A modular neural network is an artificial neural network characterized by a series of independent neural networks moderated by some intermediary. Each independent neural network serves as a module and operates on separate inputs to accomplish some subtask of the task the network hopes to perform. The intermediary takes the outputs of each module and processes them to produce the output of the network as a whole. The intermediary only accepts the modules' outputs—it does not respond to, nor otherwise signal, the modules. As well, the modules do not interact with each other.
Biological basis
As artificial neural network research progresses, it is appropriate that artificial neural networks continue to draw on their biological inspiration and emulate the segmentation and modularization found in the brain. The brain, for example, divides the complex task of visual perception into many subtasks. Within a part of the brain, called the thalamus, lies the lateral geniculate nucleus (LGN), which is divided into layers that separately processes color and contrast: both major components of vision. After the LGN processes each component in parallel, it passes the result to another region to compile the results.

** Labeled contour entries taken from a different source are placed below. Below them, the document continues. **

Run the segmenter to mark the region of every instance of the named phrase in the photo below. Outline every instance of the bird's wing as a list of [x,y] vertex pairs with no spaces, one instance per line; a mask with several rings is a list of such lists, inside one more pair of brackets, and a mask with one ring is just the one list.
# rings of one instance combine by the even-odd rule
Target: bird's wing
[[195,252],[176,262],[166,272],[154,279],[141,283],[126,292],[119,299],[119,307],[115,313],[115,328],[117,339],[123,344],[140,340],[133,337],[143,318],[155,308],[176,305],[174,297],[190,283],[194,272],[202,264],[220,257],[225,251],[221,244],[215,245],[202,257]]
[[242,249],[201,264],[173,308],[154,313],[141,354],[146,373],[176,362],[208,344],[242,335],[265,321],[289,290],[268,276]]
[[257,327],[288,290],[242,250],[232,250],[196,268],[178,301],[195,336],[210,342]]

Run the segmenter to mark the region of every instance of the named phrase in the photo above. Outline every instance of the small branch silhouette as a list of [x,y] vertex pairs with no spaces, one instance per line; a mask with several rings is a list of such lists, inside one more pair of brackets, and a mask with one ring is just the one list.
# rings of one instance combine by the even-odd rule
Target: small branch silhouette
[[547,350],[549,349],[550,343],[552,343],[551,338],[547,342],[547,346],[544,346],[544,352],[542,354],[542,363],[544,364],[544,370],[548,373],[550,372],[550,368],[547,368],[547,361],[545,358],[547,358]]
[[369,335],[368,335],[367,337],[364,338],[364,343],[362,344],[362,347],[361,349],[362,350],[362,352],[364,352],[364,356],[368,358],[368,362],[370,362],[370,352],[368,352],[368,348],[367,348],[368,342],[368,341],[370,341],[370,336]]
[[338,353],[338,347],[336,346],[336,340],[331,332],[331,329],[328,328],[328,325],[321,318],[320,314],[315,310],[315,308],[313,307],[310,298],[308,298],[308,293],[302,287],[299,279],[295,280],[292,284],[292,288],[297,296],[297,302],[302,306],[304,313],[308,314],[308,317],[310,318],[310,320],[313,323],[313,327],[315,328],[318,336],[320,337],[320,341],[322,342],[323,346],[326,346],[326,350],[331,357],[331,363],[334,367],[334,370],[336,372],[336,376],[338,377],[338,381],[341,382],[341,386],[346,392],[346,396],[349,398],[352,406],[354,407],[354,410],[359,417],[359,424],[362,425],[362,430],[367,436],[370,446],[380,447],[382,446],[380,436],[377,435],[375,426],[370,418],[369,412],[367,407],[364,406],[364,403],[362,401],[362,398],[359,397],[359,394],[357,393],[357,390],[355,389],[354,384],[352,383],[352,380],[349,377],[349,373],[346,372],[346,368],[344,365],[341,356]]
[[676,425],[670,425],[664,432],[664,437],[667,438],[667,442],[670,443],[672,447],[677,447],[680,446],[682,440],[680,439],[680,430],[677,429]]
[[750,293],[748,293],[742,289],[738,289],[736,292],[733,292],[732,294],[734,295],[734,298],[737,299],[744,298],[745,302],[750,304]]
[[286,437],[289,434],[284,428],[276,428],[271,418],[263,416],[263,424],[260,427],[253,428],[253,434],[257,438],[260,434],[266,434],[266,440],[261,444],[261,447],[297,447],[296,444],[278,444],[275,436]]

Some tasks that the brain handles, like vision, employ a hierarchy of sub-networks. However, it is not clear whether some intermediary ties these separate processes together. Rather, as the tasks grow more abstract, the modules communicate with each other, unlike the modular neural network model.
Design
Unlike a single large network that can be assigned to arbitrary tasks, each module in a modular network must be assigned a specific task and connected to other modules in specific ways by a designer. In the vision example, the brain evolved (rather than learned) to create the LGN. In some cases, the designer may choose to follow biological models. In other cases, other models may be superior. The quality of the result will be a function of the quality of the design.
Complexity
Modular neural networks reduce a single large, unwieldy neural network to smaller, potentially more manageable components. Some tasks are intractably large for a single neural network. The benefits of modular neural networks include:
Efficiency
The possible neuron (node) connections increase quadratically as nodes are added to a network. Computation time depends on the number of nodes and their connections, any increase has drastic consequences for processing time. Assigning specific subtasks to individual modules reduce the number of necessary connections.
Training
A large neural network attempting to model multiple parameters can suffer from interference as new data can alter existing connections or just serve to confuse. Each module can be trained independently and more precisely master its simpler task. This means the training algorithm and the training data can be implemented more quickly.
Robustness
Regardless of whether a large neural network is biological or artificial, it remains largely susceptible to interference at and failure in any one of its nodes. By compartmentalizing subtasks, failure and interference are much more readily diagnosed and their effects on other sub-networks are eliminated as each one is independent of the other.